Et donc, Walking Dead ?
Je vais vous étonner, mais je n’ai pas vu Walking Dead, je me suis interdit en fait tout ce qui pouvait se rapprocher de La Route. En fait, je ne suis pas un fan de zombies, le film de Jarmusch (The Dead Don’t Die-Nda) j’avais trouvé ça minable ! J’ai vu récemment The Last of Us et je me suis dit que si j’avais vu ce film plus tôt avec ces décors incroyables, je n’aurais pas eu à me farcir les camps de concentration ! J’ai été scotché par cette jeune actrice (Bella Ramsey –Nda)
Comment imaginez-vous votre fin du monde ?
(Silence) Pas de gros trucs, de météorites, mais une lente détérioration d’un tout qui fonctionnerait par mosaïques.

Bruce console Larcenet après cette interview éprouvante
Merci de partager cet entretien !
Il y a une phrase qui m’a marqué : « ces corps je les ai tellement regardés que je n’ai plus eu besoin de rependre les photos au moment du dessin »
C’est glaçant, et j’ai l’impression que ce n’est pas quelque chose qui vous quitte facilement après avoir fini le travail.
Très belle comparaison avec Idées noires, c’est vrai que ces dessins « sales », aux particules qui paraissent empoisonner l’air ambiant, m’évoquent l’œuvre de Franquin. Mais déjà, l’image qui conclue l’article du présent blog sur Thérapie de Groupe renvoyait au « Labyrinthe » d’Idées Noires.
Je ne connais que le Manu Larcenet « rigolo », et encore, à peine : la noirceur y est un poil trop présente pour mon confort, là aussi. Autant dire que je ne m’infligerai jamais la lecture de cet album : pas l’estomac qui va avec…
C’est très beau, très soigné et je comprends complètement le besoin d’illustrer le mal-être, pour un vrai dessinateur de BD ; mais quel courage -ou quel masochisme ?!- de s’infliger l’assimilation d’une telle documentation pour nourrir sa création : ça relève de l’extrême, ici.

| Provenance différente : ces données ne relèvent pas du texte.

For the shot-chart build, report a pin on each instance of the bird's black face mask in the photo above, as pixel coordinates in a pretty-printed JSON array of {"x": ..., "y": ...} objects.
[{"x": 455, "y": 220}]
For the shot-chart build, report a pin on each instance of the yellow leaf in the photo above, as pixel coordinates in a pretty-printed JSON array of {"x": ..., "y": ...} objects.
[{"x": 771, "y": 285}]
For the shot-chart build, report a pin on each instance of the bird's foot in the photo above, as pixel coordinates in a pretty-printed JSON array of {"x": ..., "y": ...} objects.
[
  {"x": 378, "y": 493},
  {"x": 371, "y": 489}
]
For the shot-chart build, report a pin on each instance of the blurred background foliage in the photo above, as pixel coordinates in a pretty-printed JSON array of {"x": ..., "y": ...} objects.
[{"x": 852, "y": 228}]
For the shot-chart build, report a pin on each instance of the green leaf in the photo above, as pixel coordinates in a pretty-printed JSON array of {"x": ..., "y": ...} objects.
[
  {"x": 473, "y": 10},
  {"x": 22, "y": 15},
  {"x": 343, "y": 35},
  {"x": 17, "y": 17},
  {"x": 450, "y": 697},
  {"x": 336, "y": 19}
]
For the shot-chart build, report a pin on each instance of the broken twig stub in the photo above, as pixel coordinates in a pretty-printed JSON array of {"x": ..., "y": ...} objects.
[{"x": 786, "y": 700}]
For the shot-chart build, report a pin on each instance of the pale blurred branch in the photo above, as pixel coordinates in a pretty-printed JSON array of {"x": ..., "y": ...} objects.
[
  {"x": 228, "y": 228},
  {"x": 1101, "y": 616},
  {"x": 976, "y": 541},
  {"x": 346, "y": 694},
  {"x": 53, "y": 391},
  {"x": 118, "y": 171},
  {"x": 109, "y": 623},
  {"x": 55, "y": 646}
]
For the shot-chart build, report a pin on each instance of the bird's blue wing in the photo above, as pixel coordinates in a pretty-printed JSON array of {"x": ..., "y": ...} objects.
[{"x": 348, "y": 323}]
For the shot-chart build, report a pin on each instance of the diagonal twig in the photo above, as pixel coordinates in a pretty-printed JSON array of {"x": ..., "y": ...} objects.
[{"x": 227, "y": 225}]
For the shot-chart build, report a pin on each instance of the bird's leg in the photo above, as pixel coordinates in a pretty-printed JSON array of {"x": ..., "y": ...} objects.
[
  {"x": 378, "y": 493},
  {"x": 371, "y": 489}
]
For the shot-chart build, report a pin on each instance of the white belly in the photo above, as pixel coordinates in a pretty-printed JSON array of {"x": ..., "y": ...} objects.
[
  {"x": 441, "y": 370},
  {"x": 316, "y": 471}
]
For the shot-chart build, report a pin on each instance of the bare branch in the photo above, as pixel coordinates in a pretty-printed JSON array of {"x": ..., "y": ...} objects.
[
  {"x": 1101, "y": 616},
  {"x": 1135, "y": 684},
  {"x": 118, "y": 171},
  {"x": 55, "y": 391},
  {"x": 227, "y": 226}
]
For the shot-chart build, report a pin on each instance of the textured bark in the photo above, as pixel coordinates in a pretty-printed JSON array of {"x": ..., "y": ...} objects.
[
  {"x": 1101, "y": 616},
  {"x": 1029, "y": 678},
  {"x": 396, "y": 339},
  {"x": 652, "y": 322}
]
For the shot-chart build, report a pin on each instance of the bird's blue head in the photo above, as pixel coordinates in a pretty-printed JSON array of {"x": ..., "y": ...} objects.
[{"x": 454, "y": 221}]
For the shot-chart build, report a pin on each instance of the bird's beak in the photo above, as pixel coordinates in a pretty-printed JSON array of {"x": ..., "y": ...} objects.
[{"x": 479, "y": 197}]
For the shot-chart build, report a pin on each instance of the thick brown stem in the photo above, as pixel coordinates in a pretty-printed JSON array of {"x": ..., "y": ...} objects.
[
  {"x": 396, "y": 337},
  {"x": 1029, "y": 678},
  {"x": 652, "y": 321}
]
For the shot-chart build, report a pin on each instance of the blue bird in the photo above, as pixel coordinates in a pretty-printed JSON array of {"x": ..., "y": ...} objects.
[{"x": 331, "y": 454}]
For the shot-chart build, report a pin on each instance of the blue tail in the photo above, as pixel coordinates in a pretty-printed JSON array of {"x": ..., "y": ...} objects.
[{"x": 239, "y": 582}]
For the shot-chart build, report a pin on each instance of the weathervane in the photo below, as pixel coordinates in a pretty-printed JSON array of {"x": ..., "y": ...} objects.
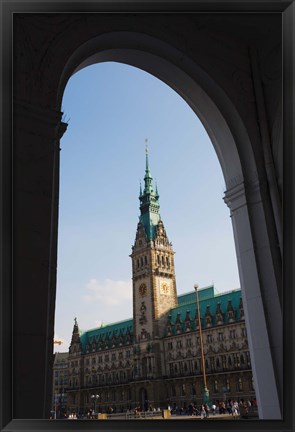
[{"x": 146, "y": 147}]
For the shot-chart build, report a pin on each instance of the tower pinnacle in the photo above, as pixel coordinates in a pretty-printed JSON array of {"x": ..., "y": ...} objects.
[{"x": 149, "y": 203}]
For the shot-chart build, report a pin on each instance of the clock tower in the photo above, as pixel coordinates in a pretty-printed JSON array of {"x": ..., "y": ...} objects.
[{"x": 154, "y": 285}]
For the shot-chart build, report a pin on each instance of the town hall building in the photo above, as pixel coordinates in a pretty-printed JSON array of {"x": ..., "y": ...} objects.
[{"x": 154, "y": 358}]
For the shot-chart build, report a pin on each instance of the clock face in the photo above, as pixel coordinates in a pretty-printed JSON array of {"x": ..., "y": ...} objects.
[
  {"x": 165, "y": 288},
  {"x": 142, "y": 289}
]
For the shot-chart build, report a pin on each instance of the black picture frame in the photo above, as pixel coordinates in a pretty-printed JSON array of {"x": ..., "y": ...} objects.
[{"x": 8, "y": 8}]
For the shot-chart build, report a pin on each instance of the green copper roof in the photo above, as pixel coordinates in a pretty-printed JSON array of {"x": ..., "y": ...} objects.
[
  {"x": 104, "y": 335},
  {"x": 203, "y": 293},
  {"x": 188, "y": 307},
  {"x": 105, "y": 332},
  {"x": 149, "y": 204}
]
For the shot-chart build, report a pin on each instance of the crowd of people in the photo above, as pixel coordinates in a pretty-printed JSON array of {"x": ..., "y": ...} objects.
[{"x": 237, "y": 408}]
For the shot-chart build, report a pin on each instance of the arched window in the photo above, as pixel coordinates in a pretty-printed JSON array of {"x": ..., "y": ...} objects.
[
  {"x": 216, "y": 386},
  {"x": 240, "y": 384}
]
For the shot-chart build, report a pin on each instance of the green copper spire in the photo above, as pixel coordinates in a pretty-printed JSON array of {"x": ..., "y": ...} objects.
[{"x": 149, "y": 204}]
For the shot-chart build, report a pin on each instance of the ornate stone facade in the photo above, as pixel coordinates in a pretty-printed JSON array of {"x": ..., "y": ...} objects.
[{"x": 154, "y": 359}]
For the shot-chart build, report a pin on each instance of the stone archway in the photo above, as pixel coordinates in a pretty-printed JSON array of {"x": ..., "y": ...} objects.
[{"x": 184, "y": 66}]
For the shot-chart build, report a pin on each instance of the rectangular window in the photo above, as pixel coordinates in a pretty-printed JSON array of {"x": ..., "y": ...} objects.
[
  {"x": 220, "y": 337},
  {"x": 232, "y": 334}
]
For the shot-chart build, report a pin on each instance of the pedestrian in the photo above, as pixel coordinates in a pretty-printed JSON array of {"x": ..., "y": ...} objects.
[{"x": 203, "y": 412}]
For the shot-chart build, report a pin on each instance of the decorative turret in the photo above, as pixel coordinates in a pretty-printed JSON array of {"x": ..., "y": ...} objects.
[
  {"x": 154, "y": 285},
  {"x": 149, "y": 204},
  {"x": 76, "y": 341}
]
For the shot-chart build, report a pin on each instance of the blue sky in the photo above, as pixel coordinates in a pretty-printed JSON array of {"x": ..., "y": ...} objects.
[{"x": 111, "y": 109}]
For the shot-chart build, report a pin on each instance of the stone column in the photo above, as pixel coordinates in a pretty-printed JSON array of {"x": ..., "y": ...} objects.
[
  {"x": 35, "y": 211},
  {"x": 262, "y": 308}
]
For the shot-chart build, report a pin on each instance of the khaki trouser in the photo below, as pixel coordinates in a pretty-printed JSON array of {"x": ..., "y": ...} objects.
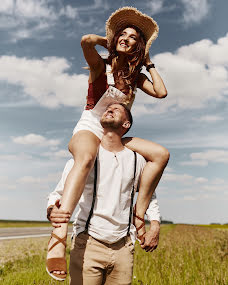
[{"x": 95, "y": 263}]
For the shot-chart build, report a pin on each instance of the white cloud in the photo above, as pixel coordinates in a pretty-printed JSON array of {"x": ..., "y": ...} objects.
[
  {"x": 210, "y": 118},
  {"x": 15, "y": 157},
  {"x": 33, "y": 9},
  {"x": 34, "y": 139},
  {"x": 201, "y": 180},
  {"x": 155, "y": 6},
  {"x": 69, "y": 12},
  {"x": 50, "y": 178},
  {"x": 6, "y": 6},
  {"x": 218, "y": 181},
  {"x": 6, "y": 183},
  {"x": 198, "y": 76},
  {"x": 45, "y": 80},
  {"x": 203, "y": 158},
  {"x": 195, "y": 10}
]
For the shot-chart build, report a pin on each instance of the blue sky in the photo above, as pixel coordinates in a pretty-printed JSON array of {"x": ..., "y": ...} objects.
[{"x": 43, "y": 87}]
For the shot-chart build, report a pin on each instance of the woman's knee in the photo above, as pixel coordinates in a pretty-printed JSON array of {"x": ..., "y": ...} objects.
[
  {"x": 163, "y": 156},
  {"x": 71, "y": 145}
]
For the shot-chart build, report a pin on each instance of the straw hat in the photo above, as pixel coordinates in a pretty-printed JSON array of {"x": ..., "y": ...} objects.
[{"x": 131, "y": 16}]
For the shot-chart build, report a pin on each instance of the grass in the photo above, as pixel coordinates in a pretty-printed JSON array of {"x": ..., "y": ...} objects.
[{"x": 186, "y": 255}]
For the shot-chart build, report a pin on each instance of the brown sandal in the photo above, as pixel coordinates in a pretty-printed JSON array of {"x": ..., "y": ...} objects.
[
  {"x": 59, "y": 263},
  {"x": 141, "y": 226}
]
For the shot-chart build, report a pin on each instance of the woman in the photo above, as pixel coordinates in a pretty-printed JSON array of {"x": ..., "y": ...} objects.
[{"x": 129, "y": 36}]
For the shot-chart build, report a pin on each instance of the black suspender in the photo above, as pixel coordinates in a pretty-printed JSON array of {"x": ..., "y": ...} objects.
[
  {"x": 132, "y": 193},
  {"x": 95, "y": 193}
]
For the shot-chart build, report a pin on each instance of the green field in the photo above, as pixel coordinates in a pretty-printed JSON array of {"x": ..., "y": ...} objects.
[{"x": 186, "y": 255}]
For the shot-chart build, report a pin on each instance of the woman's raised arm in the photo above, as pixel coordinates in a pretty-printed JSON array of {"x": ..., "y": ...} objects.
[{"x": 157, "y": 88}]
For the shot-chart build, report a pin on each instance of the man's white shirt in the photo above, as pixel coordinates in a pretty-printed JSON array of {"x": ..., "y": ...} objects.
[{"x": 109, "y": 222}]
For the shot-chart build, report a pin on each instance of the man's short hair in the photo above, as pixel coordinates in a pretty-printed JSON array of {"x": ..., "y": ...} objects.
[{"x": 127, "y": 112}]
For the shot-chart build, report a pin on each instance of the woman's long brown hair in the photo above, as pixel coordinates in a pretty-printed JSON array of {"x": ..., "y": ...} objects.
[{"x": 135, "y": 61}]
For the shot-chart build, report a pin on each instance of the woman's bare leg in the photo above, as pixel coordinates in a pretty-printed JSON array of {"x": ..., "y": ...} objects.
[
  {"x": 83, "y": 147},
  {"x": 157, "y": 158}
]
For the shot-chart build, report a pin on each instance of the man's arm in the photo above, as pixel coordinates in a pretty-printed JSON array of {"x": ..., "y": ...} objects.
[
  {"x": 54, "y": 214},
  {"x": 151, "y": 238}
]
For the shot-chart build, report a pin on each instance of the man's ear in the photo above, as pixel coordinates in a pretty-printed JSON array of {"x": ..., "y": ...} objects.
[{"x": 126, "y": 125}]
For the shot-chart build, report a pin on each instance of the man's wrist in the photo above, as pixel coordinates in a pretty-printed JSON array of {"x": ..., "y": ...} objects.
[{"x": 49, "y": 209}]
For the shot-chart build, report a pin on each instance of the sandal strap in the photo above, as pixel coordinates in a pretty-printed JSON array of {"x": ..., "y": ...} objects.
[{"x": 59, "y": 240}]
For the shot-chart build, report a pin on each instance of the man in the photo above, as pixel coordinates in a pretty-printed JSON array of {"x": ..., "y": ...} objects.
[{"x": 104, "y": 237}]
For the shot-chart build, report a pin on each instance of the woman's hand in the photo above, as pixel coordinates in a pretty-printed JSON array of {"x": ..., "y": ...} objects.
[
  {"x": 147, "y": 60},
  {"x": 92, "y": 40}
]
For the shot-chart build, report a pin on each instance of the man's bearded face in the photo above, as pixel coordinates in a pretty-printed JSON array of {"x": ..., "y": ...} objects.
[{"x": 113, "y": 117}]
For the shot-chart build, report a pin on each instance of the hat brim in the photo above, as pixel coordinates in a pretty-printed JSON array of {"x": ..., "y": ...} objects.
[{"x": 131, "y": 16}]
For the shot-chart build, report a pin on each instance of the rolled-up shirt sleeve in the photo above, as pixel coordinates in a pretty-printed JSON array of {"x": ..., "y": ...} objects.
[
  {"x": 58, "y": 192},
  {"x": 153, "y": 212}
]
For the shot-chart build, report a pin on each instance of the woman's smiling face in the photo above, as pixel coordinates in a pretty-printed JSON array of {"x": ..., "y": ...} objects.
[{"x": 127, "y": 40}]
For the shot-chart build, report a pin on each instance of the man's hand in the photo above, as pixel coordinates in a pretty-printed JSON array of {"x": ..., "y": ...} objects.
[
  {"x": 57, "y": 216},
  {"x": 151, "y": 237}
]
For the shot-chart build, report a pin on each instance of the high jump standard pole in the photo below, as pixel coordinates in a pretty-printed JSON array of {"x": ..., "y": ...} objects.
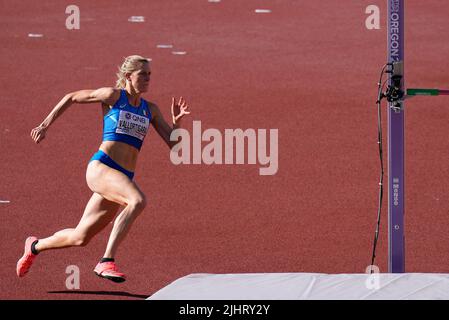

J’imagine qu’il ne voulait pas transcender le rendu : juste être le plus juste possible.
Je suis très impressionné par sa démarche artistique.
mais quel courage -ou quel masochisme ?!- de s’infliger l’assimilation d’une telle documentation pour nourrir sa création : ça relève de l’extrême, ici.
Le prix à payer pour produire un chef d’oeuvre.
Je trouve que LA ROUTE par Larcenet reste moins traumatisant à lire que BLAST (article sur le blog) ou LE RAPPORT DE BRODECK.
Très bon titre Bruce, inspiré par les articles de Libé et des Inrocks je dirais… après Ludo, un autre article qui sonne très professionnel (et pour cause).
J’adore cette interview. Je n’avais pas vu la filiation avec les Idées noires mais elle semble pourtant évidente à posteriori. Je regrette cependant que tu ne lui aies pas parlé du Sempé qu’il reproduit dans la bd. A part ça, un grand merci.
En farfouillant dans les archives du blog, je reconstitue que Cyrille et ma pomme avions fourni à Bruce les premiers articles sur des BD de Larcenet. Si on lui avait dit qu’un jour il l’interviewerait, je ne suis pas sûr qu’il l’aurait cru.
Le plus de cet entretien en chair et en os, ce sont les réactions de l’auteur aux questions, ce qu’on ne peut pas percevoir par échange de mails.
Pour LA ROUTE, je ne suis toujours pas disposé à la prendre, mon humeur n’est pas aux idées noires. Mais quand même, que de chemin parcouru depuis les débuts du blog… 😉
Merci de m’avoir prêté cette BD, et d’en compléter le plaisir de lecture par cette interview.
Comme d’habitude, des questions perspicaces et éclairantes, choisies avec empathie pour le créateur, et de solides références culturelles.